Genetic Dissection of the Ionome

  • Author(s): Salt, David E
  • et al.

Understanding how organisms control their ionome or mineral nutrient and trace element composition, could have a significant impact on both plant and human health. Furthermore, associating the genetic determinants that underlie natural ionomics variation, with the landscape of the individuals that carry these genotypes, will provide insight into the genetic basis of adaptation and speciation. We have employed high-throughput mineral nutrient and trace element profiling, using inductively coupled plasma – mass spectrometry (ICP-MS), as a tool to determine the biological significance of connections between an organisms genome and its ionome. Our focus is on genes that control uptake and accumulation of mineral elements, including Ca, K, Mg, P (macronutrients in plant fertilizer), Co, Cu, Fe, Li, Mn, Mo, Ni, Se, Zn, (micronutrients of significance to plant and human health) and As, Cd, Na and Pb (elements causing agricultural or environmental problems).

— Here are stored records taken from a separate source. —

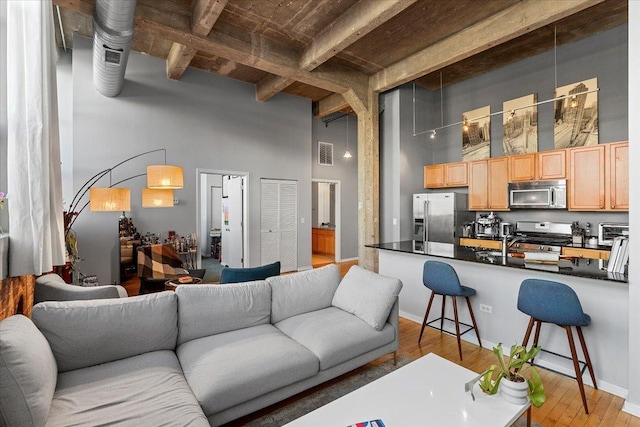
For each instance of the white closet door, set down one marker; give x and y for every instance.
(279, 223)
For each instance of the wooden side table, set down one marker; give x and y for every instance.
(171, 285)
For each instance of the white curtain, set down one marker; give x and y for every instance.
(33, 153)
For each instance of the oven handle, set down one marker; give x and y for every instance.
(425, 236)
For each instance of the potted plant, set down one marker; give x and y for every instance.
(514, 376)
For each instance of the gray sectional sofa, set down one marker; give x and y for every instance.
(51, 287)
(204, 355)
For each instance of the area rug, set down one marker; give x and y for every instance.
(319, 396)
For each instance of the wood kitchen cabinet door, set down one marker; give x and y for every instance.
(618, 161)
(552, 164)
(434, 176)
(488, 184)
(586, 186)
(478, 185)
(522, 167)
(498, 183)
(455, 174)
(445, 175)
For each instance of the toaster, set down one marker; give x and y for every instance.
(607, 231)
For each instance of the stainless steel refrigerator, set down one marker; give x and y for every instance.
(438, 219)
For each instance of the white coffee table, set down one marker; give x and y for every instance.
(426, 392)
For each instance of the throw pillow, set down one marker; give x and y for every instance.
(368, 295)
(28, 373)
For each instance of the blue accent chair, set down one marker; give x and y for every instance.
(443, 280)
(237, 275)
(553, 302)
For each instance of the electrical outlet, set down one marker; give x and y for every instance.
(486, 308)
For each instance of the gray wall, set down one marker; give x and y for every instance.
(603, 56)
(389, 164)
(343, 170)
(204, 121)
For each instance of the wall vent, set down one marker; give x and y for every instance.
(325, 153)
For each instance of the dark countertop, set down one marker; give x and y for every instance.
(577, 267)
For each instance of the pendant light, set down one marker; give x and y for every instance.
(154, 198)
(164, 177)
(347, 154)
(109, 199)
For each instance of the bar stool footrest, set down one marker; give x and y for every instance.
(469, 327)
(582, 364)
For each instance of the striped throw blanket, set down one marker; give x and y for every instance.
(159, 261)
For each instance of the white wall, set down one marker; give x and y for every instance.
(204, 121)
(4, 217)
(632, 404)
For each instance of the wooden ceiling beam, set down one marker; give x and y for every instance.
(351, 26)
(522, 18)
(260, 53)
(270, 85)
(205, 15)
(328, 105)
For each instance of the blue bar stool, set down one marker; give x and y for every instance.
(553, 302)
(442, 279)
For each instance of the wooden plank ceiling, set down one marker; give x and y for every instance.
(319, 49)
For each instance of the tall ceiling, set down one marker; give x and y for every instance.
(318, 49)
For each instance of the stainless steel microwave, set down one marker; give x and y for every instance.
(538, 195)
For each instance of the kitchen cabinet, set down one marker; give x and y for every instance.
(618, 176)
(599, 177)
(585, 253)
(543, 165)
(586, 186)
(446, 175)
(323, 241)
(488, 184)
(552, 164)
(522, 167)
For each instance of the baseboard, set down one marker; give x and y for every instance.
(631, 408)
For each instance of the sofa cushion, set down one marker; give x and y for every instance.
(205, 310)
(144, 390)
(27, 373)
(302, 292)
(368, 295)
(334, 335)
(227, 369)
(249, 274)
(86, 333)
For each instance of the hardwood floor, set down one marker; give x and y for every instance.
(563, 407)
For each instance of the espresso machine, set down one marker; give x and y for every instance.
(488, 226)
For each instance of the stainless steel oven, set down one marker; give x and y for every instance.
(538, 195)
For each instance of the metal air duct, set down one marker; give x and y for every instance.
(113, 34)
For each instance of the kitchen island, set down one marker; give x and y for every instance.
(497, 281)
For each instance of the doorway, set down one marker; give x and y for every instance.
(221, 218)
(326, 222)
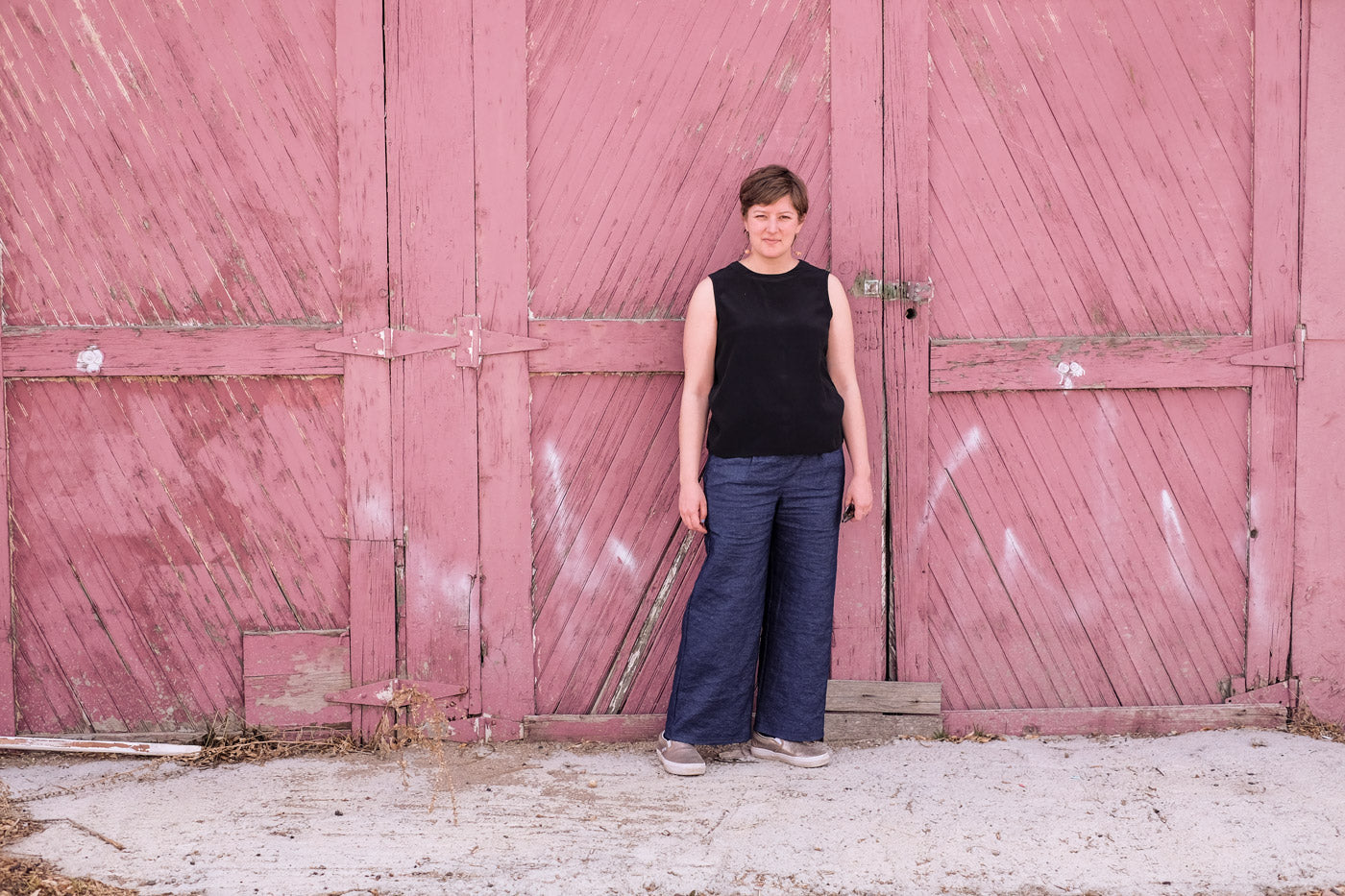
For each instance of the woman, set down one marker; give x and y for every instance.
(770, 389)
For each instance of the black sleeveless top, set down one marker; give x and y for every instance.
(772, 393)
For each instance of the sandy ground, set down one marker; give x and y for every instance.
(1227, 812)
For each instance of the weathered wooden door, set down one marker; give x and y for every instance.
(179, 467)
(1092, 472)
(641, 123)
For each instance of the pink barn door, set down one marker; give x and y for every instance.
(641, 121)
(1092, 463)
(183, 463)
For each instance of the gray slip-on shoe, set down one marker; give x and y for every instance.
(810, 754)
(678, 758)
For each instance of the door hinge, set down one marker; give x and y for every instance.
(911, 291)
(1288, 354)
(473, 342)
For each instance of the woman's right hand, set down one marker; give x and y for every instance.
(692, 507)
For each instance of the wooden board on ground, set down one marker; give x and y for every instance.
(911, 697)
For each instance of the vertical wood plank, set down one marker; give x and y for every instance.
(500, 40)
(905, 173)
(9, 697)
(857, 238)
(1275, 225)
(1320, 564)
(367, 389)
(432, 248)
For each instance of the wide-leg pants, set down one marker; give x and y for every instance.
(760, 614)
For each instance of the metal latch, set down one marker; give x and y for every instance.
(912, 291)
(473, 341)
(1288, 354)
(394, 691)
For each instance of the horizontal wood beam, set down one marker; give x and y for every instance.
(1102, 362)
(914, 697)
(1113, 720)
(880, 725)
(170, 351)
(636, 728)
(607, 346)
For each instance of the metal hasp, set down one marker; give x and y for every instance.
(897, 289)
(1286, 355)
(394, 691)
(479, 342)
(471, 339)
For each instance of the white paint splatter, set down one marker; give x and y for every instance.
(1068, 370)
(551, 466)
(1013, 550)
(1172, 522)
(89, 361)
(623, 554)
(958, 456)
(96, 39)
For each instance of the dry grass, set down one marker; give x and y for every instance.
(1302, 721)
(33, 876)
(419, 721)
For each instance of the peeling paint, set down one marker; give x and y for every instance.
(1068, 373)
(1172, 521)
(89, 361)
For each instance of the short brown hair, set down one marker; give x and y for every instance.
(770, 183)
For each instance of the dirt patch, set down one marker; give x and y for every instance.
(34, 876)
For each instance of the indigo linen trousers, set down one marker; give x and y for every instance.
(759, 618)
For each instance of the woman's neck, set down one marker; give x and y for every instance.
(756, 264)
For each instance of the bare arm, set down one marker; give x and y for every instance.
(841, 366)
(698, 338)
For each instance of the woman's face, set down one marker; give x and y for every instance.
(770, 229)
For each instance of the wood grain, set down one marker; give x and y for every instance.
(286, 675)
(858, 245)
(1320, 529)
(907, 327)
(500, 117)
(1156, 362)
(147, 186)
(171, 351)
(1275, 229)
(366, 396)
(434, 402)
(607, 346)
(920, 698)
(1116, 720)
(9, 725)
(179, 514)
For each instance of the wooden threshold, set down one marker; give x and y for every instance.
(1113, 720)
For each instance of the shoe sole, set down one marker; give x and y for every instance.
(800, 762)
(685, 770)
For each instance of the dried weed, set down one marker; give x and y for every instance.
(1302, 721)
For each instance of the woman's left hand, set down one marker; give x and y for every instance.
(858, 493)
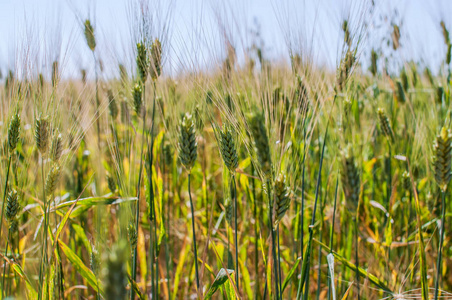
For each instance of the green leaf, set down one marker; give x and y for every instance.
(230, 294)
(290, 274)
(82, 236)
(372, 278)
(330, 259)
(135, 287)
(79, 266)
(221, 278)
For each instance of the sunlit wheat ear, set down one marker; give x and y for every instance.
(439, 94)
(404, 80)
(443, 158)
(156, 59)
(89, 35)
(384, 124)
(229, 210)
(228, 148)
(42, 134)
(13, 132)
(137, 95)
(282, 199)
(395, 37)
(445, 32)
(111, 183)
(167, 154)
(56, 148)
(55, 73)
(94, 261)
(112, 105)
(188, 146)
(345, 68)
(406, 181)
(142, 61)
(12, 205)
(400, 93)
(350, 180)
(261, 143)
(52, 179)
(114, 273)
(13, 226)
(301, 96)
(347, 38)
(133, 236)
(373, 62)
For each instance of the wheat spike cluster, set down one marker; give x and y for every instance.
(443, 158)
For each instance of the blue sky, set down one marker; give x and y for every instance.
(38, 32)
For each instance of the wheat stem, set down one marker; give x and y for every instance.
(4, 193)
(441, 240)
(194, 233)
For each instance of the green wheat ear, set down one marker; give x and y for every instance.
(404, 80)
(282, 199)
(133, 236)
(89, 35)
(400, 92)
(56, 148)
(13, 132)
(112, 105)
(142, 61)
(167, 154)
(260, 142)
(156, 58)
(406, 180)
(384, 124)
(42, 133)
(228, 148)
(188, 145)
(12, 205)
(111, 183)
(442, 159)
(114, 273)
(137, 96)
(350, 180)
(52, 180)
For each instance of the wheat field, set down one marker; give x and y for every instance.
(252, 178)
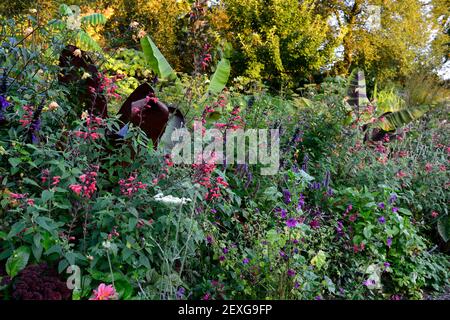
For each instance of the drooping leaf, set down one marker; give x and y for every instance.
(57, 24)
(85, 42)
(150, 116)
(156, 60)
(17, 261)
(65, 10)
(443, 227)
(400, 118)
(94, 19)
(220, 77)
(357, 90)
(176, 121)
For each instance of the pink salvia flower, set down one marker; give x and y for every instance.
(104, 292)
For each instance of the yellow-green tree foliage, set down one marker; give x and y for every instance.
(159, 18)
(278, 41)
(394, 49)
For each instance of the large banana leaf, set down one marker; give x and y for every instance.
(220, 77)
(400, 118)
(357, 90)
(156, 60)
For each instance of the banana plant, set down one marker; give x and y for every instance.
(71, 19)
(161, 67)
(390, 109)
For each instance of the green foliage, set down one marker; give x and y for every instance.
(220, 77)
(155, 59)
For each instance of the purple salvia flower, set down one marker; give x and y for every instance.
(180, 292)
(286, 196)
(389, 242)
(305, 163)
(392, 198)
(291, 223)
(301, 202)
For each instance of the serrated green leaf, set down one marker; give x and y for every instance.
(155, 59)
(94, 19)
(220, 77)
(17, 261)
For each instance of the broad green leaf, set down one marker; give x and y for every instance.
(400, 118)
(94, 19)
(17, 261)
(155, 59)
(47, 195)
(220, 77)
(16, 228)
(85, 42)
(65, 10)
(32, 182)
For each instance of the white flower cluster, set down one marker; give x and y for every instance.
(171, 199)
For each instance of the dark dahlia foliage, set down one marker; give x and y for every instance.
(40, 282)
(92, 188)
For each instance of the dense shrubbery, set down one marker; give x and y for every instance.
(346, 216)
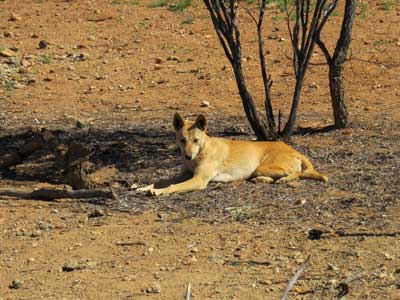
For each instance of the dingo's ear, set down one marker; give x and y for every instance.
(178, 122)
(201, 122)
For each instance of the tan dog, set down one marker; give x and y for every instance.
(208, 159)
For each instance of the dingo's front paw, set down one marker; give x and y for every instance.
(158, 192)
(146, 188)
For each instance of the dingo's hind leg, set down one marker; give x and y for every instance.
(269, 173)
(288, 178)
(262, 179)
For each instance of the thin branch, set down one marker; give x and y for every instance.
(188, 292)
(293, 281)
(324, 50)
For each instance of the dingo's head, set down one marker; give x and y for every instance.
(190, 136)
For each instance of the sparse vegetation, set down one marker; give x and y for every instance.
(131, 2)
(387, 5)
(188, 20)
(362, 9)
(384, 42)
(9, 86)
(158, 3)
(180, 6)
(46, 59)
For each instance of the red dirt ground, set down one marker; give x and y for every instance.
(121, 69)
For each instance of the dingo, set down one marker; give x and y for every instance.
(208, 159)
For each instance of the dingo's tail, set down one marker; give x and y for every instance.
(309, 172)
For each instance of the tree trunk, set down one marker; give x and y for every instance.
(289, 127)
(258, 125)
(336, 87)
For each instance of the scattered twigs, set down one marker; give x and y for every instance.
(41, 138)
(138, 243)
(342, 233)
(188, 291)
(296, 276)
(53, 194)
(99, 19)
(72, 158)
(247, 262)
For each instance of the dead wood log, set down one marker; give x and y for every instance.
(40, 140)
(72, 159)
(52, 194)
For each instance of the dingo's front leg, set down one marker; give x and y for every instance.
(193, 184)
(163, 184)
(146, 188)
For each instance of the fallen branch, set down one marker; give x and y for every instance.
(139, 243)
(72, 158)
(235, 263)
(100, 19)
(342, 233)
(293, 281)
(53, 194)
(188, 291)
(39, 141)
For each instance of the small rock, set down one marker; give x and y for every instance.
(7, 53)
(315, 234)
(205, 103)
(294, 184)
(154, 289)
(26, 63)
(43, 44)
(332, 267)
(300, 201)
(173, 58)
(96, 213)
(15, 284)
(36, 233)
(14, 17)
(69, 267)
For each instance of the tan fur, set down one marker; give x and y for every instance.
(206, 159)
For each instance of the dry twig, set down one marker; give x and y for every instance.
(295, 278)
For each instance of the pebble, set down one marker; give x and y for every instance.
(205, 103)
(15, 284)
(153, 289)
(7, 53)
(173, 58)
(96, 213)
(36, 233)
(43, 44)
(14, 17)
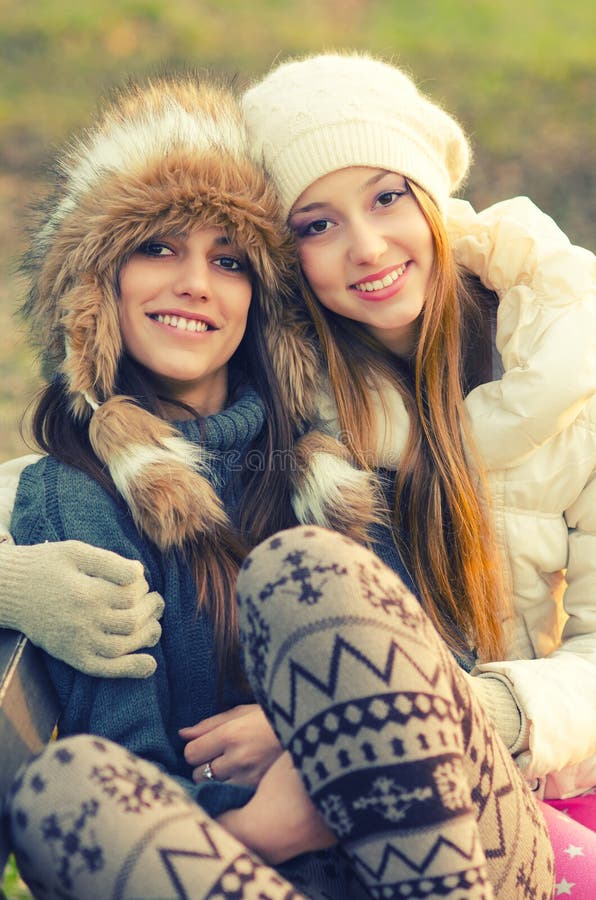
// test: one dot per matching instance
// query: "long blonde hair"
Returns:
(441, 518)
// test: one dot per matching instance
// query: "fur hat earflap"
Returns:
(162, 158)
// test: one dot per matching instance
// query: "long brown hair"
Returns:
(441, 515)
(265, 488)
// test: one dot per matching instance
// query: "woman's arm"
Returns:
(82, 604)
(239, 744)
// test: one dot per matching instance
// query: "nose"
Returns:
(367, 243)
(192, 278)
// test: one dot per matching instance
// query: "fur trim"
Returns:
(165, 157)
(330, 491)
(157, 472)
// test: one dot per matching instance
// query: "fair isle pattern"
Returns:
(122, 829)
(396, 754)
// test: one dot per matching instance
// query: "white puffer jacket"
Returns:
(535, 429)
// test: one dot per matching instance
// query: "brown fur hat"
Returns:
(162, 157)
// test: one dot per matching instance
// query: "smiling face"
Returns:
(184, 302)
(366, 250)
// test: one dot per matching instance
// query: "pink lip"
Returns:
(184, 314)
(382, 293)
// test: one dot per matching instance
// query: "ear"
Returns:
(157, 472)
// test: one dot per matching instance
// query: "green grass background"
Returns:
(519, 75)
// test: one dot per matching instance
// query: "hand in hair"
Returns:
(239, 743)
(84, 605)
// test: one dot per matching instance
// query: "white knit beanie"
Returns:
(312, 116)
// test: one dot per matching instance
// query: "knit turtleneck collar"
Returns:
(232, 428)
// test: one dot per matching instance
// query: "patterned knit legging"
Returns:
(394, 750)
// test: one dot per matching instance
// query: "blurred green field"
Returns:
(520, 76)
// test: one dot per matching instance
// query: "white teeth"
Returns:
(182, 324)
(383, 282)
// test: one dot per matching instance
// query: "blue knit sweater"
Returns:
(57, 502)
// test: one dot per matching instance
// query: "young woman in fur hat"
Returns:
(160, 280)
(146, 274)
(482, 403)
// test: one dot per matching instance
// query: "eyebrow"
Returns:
(321, 204)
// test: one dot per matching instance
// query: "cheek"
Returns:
(316, 273)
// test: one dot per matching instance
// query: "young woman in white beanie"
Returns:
(480, 402)
(370, 705)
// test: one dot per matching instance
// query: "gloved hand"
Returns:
(86, 606)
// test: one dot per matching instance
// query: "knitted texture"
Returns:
(83, 605)
(310, 117)
(57, 502)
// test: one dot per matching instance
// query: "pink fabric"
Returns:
(572, 827)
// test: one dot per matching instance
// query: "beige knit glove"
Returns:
(86, 606)
(503, 710)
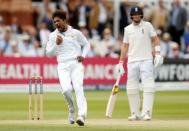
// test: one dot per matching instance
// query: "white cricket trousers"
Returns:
(71, 75)
(143, 70)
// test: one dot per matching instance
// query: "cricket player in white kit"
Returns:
(140, 43)
(71, 47)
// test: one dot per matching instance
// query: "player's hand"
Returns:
(59, 40)
(80, 58)
(158, 60)
(119, 68)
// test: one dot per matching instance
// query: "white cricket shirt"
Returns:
(139, 39)
(74, 44)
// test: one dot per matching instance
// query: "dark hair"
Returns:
(59, 13)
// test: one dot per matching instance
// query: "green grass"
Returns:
(170, 107)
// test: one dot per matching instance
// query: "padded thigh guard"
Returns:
(148, 85)
(132, 87)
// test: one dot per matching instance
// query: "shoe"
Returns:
(133, 117)
(146, 116)
(71, 117)
(80, 121)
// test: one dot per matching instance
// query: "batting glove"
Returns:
(158, 60)
(119, 68)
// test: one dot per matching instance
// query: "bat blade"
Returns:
(111, 101)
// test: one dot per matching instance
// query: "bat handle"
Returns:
(118, 79)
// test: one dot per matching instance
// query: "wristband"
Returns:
(157, 48)
(121, 62)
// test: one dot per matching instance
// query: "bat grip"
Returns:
(118, 79)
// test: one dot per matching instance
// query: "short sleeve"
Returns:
(152, 31)
(125, 36)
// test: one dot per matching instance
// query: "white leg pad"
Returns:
(133, 97)
(148, 95)
(70, 101)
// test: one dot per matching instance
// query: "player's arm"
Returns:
(51, 46)
(158, 60)
(124, 50)
(156, 45)
(86, 46)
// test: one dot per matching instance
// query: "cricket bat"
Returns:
(112, 98)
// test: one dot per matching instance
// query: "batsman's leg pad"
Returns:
(148, 85)
(133, 97)
(148, 96)
(132, 87)
(70, 100)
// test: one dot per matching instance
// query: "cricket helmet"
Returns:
(136, 11)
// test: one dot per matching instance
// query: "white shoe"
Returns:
(80, 121)
(71, 117)
(133, 117)
(146, 116)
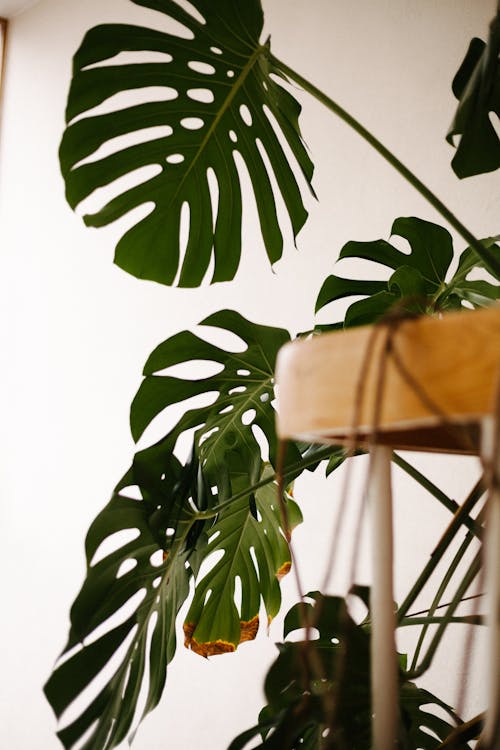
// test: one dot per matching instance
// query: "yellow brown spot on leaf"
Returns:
(282, 572)
(249, 629)
(211, 648)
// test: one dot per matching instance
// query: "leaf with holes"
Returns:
(244, 391)
(477, 88)
(215, 623)
(417, 284)
(126, 610)
(220, 99)
(297, 712)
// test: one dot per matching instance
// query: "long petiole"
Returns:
(488, 258)
(448, 503)
(437, 555)
(450, 571)
(473, 570)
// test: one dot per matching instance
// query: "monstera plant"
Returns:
(227, 97)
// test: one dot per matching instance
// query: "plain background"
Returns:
(76, 330)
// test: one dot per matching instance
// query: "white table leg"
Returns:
(492, 583)
(384, 670)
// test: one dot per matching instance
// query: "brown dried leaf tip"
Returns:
(248, 632)
(249, 629)
(284, 570)
(211, 648)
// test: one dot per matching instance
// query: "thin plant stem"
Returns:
(462, 588)
(436, 620)
(450, 571)
(446, 604)
(291, 471)
(424, 482)
(488, 258)
(438, 553)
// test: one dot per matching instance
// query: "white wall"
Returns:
(77, 330)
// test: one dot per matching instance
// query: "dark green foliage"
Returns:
(477, 88)
(244, 386)
(418, 283)
(219, 94)
(148, 630)
(299, 711)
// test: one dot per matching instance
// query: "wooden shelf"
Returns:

To date we have analyzed the ionome of over 120,000 Arabidopsis plants, 7,800 rice grains and 40,000 yeast samples. This includes several Arabidopsis forward genetic screens (Lahner et al., 2003 Nat. Biotechnol. 21:1215), a screen of 360 natural Arabidopsis accession, and a complete analysis of all the ~10,000 strains of the yeast full genome deletion and over expression collections (Danku et al., 2009 JAAS 24: 103-107). We have successfully used PCR-based positional cloning, DNA microarray based approaches, QTL and association mapping to identify numerous genes that control the ionome (for example Rus et al., 2006 PLoS Genetics 2(12): e210; Baxter et al., 2008 PLoS Genetics 4(2):e1000004; Baxter et al., 2009 5(5):e1000492). Association of variation in genes with the landscape in which these plants naturally grow is starting to reveal the genetic architecture underlying specific adaptations to the environment. We are also finding that specific ionomic “fingerprints” are associated with functionally related sets of genes, and also with the physiological status of the organism (Baxter et al., 2008 PNAS 105: 12081-12086). To maximize the value of this ionomics approach, we have developed a publicly searchable online database containing over 2,000,000 ionomic data elements from over 1500 different experiments (; Baxter et al., 2007 Plant Physiol 143: 600-611), and the database is being updated regularly.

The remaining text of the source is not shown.